Buyers flee as oil slumps

Heading into the close, the FTSE 100 is firmly in the red, potentially on course for the lowest close since late 2012.

US traders
Source: Bloomberg

Today’s gains for London lasted barely thirty minutes, as selling, driven heavily by oil prices, put markets back in the red. It seems that fundamentals have been unceremoniously dumped in favour of a constant watch on the oil price, with this metric determining whether stock markets rise or fall.

Weak retail sales provided little optimism for investors, as while this cuts back on the chances of another US rate increase this year, it doesn’t bode well for the overall economy – consumers are supposed to be enjoying the benefit of falling fuel prices, but if this isn’t filtering through then the last vaguely positive impact from the ongoing oil rout appears to have disappeared.

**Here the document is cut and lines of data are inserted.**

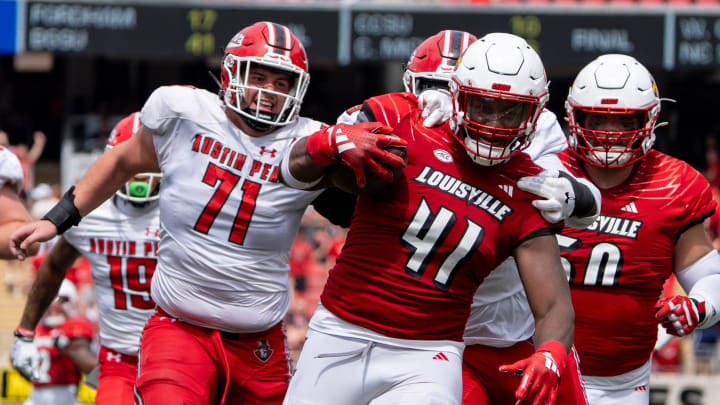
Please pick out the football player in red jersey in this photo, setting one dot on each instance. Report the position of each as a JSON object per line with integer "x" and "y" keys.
{"x": 227, "y": 222}
{"x": 120, "y": 241}
{"x": 390, "y": 325}
{"x": 61, "y": 349}
{"x": 500, "y": 327}
{"x": 650, "y": 226}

Much of the  damage today in London has been wrought by miners, who have sold off a day after surging; what is becoming clear is that every ‘up’ day for their share prices is the cue for more embattled investors to sell, providing yet more downward pressure.

Looking ahead to next week, we can expect more earnings figures from the US, including the giants of Netflix and Goldman Sachs. Citigroup failed to excite today, with the stock down 5% as international concerns spooked investors. In the coming climate of uncertainty, those banks with a bigger US focus will likely prosper while their internationally-focused peers fall. Central bank meetings in the eurozone and Canada will also be key, with the latter potentially weighing up a cut to rates to help offset the carnage in crude.